Re: Hash Joins and Memory Requirements [message #389800 is a reply to message #389696] Tue, 03 March 2009 11:05 Go to previous messageGo to next message
scottwmackey
Messages: 515
Registered: March 2005
Senior Member
The numbers I posted are with the date ranges. Without the date ranges and depending upon the retention scheme we implement, the query could have 45 to 60 billion records, maybe more.
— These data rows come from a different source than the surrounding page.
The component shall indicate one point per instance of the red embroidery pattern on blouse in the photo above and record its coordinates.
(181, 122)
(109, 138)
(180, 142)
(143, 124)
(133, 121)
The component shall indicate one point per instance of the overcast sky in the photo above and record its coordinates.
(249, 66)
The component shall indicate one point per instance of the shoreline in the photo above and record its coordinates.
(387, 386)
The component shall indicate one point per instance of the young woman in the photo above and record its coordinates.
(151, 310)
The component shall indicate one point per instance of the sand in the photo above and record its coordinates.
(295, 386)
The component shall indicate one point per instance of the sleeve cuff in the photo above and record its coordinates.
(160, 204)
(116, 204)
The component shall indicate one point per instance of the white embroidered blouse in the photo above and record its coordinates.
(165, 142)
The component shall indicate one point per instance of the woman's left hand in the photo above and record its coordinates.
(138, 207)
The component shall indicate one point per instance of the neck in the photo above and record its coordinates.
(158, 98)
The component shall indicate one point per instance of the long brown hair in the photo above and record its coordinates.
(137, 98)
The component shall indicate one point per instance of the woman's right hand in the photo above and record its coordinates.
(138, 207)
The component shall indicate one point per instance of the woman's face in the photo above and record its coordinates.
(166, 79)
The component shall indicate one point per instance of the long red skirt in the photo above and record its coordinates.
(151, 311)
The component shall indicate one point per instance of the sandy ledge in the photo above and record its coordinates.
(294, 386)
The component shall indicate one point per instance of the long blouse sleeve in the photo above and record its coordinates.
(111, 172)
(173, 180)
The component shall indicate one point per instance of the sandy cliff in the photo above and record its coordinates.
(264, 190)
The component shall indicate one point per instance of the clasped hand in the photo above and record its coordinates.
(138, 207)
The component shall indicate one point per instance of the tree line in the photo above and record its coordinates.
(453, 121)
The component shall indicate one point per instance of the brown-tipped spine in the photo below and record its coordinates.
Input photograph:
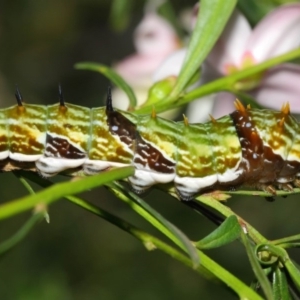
(19, 96)
(285, 109)
(61, 96)
(212, 119)
(185, 120)
(153, 113)
(109, 107)
(240, 107)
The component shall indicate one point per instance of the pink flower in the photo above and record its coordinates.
(154, 39)
(239, 47)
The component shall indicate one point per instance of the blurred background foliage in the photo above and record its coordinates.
(78, 255)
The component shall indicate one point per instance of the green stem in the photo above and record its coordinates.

For every record in exp_item, we are getting between 24 to 96 records each day.
Re: Hash Joins and Memory Requirements [message #389857 is a reply to message #389589] Tue, 03 March 2009 16:45 Go to previous messageGo to next message
coleing
Messages: 213
Registered: February 2008
Senior Member
1 billion rows is a lot of rows to hash join in a single query.

Your dba would need a large temp area to spill this into.

Alexzeng has the right idea for this kind of size of query.

manageable chunks is the key.

The last thing you need is for the query to fail at the last moment becuase it ran out of space after 30 hours of processing or something.

use additional speed techniques like parallel query (if you can resource permitting), nologging on the ddl objects, and append hints for inserts.

if you can use paralle query, then you can also use parallel dml. partition your target tables so you have portions of the data spread across as many different disk groups as you can. this will give you a faster write speed.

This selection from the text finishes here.